若い頃から「ローマの天使」と讃えられ、フランスのリヨンにも歌いに行き、またイタリア王国の二人の国王の葬儀でも歌い、グラモフォンの録音ではほかの独唱者と異なりいくつものソロ・レコーディングを残すなど、同時代においては明らかに名歌手としての評価を得ていたにもかかわらず、今日における彼の評価は、必ずしも好意的なものばかりとはいえない。

1)装飾音−アッチャカトゥーラ

その理由を考えてみるに、おそらく現代の聴衆が耳慣れない唱法のひとつに、特殊な「アッチャカトゥーラ(短前打音)」が挙げられるだろう。
これは、任意のピッチをアタックするのに、1オクターブ近く下の音からスライドして歌うことをさして呼んでいる。
現代の声楽では好まれないばかりか、そんな歌い方は間違っていると認識している学習者も多いはずだ。

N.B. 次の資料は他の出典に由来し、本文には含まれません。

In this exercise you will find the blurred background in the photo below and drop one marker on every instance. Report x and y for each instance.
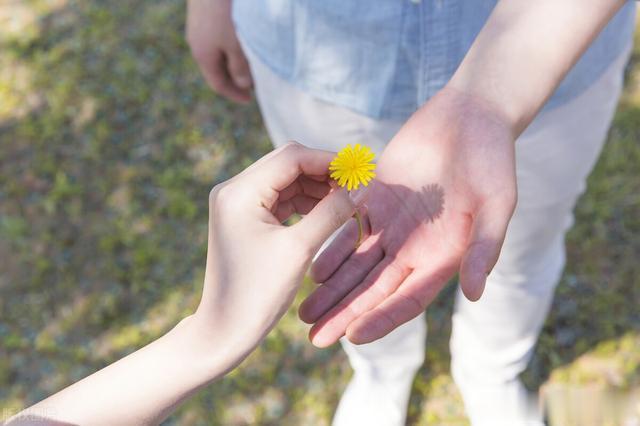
(109, 143)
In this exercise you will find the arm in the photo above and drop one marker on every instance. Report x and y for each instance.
(446, 185)
(254, 267)
(525, 50)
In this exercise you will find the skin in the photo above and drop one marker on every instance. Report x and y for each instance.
(461, 141)
(446, 186)
(245, 293)
(216, 49)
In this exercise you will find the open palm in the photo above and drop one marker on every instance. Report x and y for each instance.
(442, 201)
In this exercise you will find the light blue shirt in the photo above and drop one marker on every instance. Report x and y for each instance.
(385, 58)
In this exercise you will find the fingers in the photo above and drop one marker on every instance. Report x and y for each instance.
(325, 218)
(383, 279)
(339, 250)
(281, 168)
(214, 67)
(488, 231)
(350, 274)
(238, 69)
(411, 298)
(301, 204)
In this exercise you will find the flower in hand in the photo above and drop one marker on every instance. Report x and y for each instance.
(353, 166)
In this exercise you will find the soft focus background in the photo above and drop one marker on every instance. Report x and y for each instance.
(109, 144)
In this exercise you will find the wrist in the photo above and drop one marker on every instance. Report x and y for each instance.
(213, 350)
(474, 101)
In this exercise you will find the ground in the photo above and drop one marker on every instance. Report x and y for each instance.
(109, 144)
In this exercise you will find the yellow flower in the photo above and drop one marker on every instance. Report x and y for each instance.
(353, 166)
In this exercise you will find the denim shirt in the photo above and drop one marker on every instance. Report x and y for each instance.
(385, 58)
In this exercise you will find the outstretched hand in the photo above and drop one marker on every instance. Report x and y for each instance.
(441, 203)
(254, 264)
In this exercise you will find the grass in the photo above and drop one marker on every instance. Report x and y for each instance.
(109, 144)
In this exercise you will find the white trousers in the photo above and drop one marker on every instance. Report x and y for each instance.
(493, 339)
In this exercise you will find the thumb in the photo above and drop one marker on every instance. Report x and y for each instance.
(328, 215)
(487, 235)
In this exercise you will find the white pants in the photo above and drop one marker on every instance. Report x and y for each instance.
(492, 340)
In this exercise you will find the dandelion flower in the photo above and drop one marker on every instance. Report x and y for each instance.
(352, 166)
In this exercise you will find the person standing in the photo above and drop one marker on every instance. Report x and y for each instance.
(487, 117)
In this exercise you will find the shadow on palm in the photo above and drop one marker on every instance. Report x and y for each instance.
(412, 246)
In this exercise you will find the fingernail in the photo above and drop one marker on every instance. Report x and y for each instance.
(243, 81)
(359, 196)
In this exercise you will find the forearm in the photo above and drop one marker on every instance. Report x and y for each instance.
(144, 387)
(524, 51)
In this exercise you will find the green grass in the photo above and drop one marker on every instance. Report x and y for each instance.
(109, 144)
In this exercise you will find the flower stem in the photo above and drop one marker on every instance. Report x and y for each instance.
(359, 220)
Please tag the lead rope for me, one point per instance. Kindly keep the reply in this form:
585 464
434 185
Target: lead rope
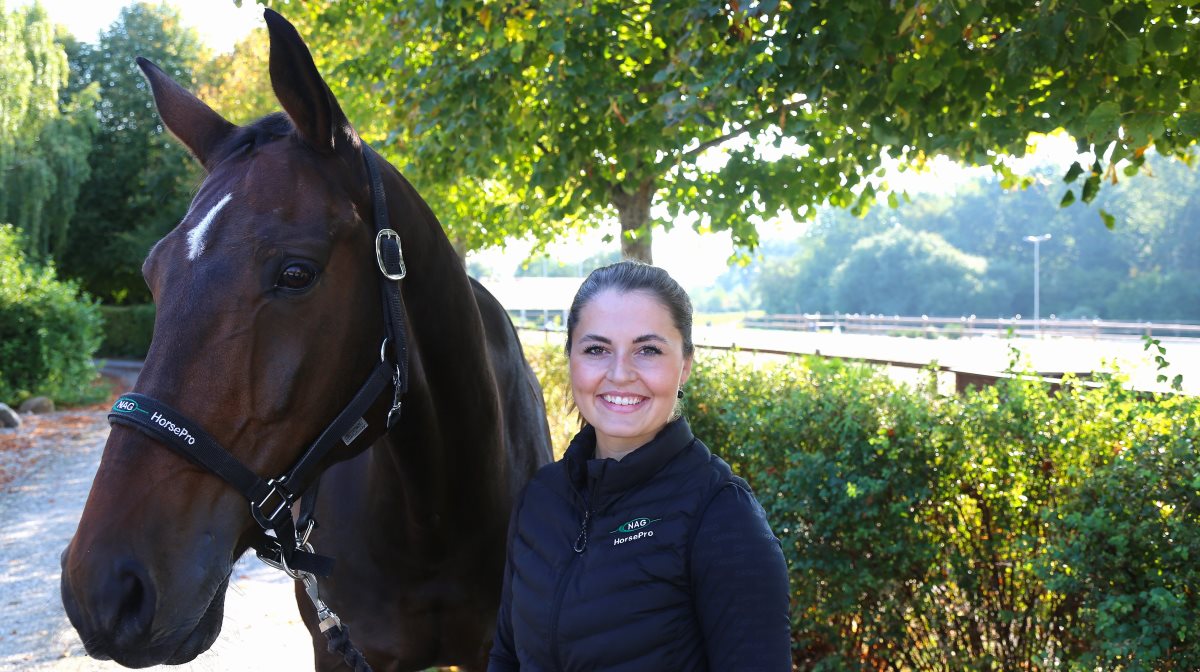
337 635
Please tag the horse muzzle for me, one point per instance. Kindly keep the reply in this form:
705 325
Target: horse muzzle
118 610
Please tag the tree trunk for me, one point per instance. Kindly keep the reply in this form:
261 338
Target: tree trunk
634 210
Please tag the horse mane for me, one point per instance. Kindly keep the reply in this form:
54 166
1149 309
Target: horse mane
259 132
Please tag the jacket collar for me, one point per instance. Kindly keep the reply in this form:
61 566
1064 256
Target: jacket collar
605 478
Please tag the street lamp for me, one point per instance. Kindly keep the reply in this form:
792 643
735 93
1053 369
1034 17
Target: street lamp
1037 240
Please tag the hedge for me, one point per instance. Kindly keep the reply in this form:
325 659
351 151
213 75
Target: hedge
1009 528
127 330
48 330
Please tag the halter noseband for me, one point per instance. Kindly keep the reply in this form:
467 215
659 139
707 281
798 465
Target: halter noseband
271 499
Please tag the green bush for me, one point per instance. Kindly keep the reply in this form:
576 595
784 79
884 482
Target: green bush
1014 527
127 330
48 330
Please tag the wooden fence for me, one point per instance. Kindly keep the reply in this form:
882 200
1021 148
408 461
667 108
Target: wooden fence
972 325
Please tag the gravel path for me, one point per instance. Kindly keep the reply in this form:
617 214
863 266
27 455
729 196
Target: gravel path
46 471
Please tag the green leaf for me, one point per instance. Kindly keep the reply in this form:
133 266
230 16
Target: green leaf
1091 187
1075 171
1103 120
1189 124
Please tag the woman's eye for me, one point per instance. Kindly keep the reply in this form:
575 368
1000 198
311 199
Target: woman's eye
295 276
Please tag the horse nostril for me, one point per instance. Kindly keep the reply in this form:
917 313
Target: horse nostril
127 604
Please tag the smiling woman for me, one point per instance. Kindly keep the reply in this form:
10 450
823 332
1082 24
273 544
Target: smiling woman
639 534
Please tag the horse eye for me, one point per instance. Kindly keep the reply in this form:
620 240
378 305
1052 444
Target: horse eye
295 276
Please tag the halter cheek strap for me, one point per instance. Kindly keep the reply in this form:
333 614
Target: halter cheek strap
270 499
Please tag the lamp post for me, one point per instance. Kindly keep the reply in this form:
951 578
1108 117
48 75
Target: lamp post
1037 240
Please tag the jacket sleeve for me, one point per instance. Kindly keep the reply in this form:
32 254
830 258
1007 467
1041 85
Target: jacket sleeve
741 587
503 657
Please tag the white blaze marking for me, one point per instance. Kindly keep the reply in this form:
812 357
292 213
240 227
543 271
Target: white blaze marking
196 237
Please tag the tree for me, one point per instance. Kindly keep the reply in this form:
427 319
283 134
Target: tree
45 136
571 111
907 273
141 179
239 83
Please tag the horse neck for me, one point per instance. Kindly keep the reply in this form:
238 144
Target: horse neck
450 437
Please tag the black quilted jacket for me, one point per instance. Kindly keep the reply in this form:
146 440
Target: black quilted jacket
660 562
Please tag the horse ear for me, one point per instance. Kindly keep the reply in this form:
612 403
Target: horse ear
187 118
301 91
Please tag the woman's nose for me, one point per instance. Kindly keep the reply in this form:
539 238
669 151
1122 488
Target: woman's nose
619 370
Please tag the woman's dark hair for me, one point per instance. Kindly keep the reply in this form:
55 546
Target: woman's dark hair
635 276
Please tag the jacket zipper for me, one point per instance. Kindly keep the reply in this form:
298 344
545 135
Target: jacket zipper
580 546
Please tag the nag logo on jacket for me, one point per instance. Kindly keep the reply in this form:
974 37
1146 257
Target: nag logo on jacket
635 529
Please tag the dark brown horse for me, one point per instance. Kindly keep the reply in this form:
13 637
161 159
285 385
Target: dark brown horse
269 318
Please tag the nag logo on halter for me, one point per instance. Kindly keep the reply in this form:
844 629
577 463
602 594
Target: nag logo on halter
126 406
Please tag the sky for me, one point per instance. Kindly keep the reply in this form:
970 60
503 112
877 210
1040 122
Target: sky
694 259
219 22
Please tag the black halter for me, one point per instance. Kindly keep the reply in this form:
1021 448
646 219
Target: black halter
279 541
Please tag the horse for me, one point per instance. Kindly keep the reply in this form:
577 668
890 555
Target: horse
269 317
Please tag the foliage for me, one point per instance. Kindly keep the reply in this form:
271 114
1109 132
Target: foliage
549 363
127 330
534 119
1145 268
238 84
904 273
48 330
1129 540
141 179
45 139
1014 527
545 267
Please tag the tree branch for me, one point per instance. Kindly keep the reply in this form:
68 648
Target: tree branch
756 125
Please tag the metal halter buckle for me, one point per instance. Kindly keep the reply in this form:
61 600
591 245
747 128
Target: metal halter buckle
389 234
277 490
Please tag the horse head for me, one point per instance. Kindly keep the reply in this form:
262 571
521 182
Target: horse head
269 317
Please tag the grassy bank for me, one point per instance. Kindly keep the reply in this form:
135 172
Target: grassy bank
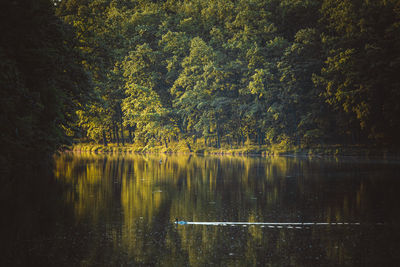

モレスキはすべての音にこの「装飾」を加えるのではなく、テキストを強調したい場合や、曲想に応じて使っている。
これは、彼が学んだサン・サルヴァトーレ教会附属音楽学校でも、歌詞や旋律を強調する手段として、当時教えていたテクニックだった。

また「3)1878年に出版されたパレストリーナの楽譜」でふれるように、19世紀に出版された楽譜には「アッチャカトゥーラ」の指示も見られる。
次項で述べるように、こうしたテクニックはシスティーナ礼拝堂の音響に関係して発展したものだった。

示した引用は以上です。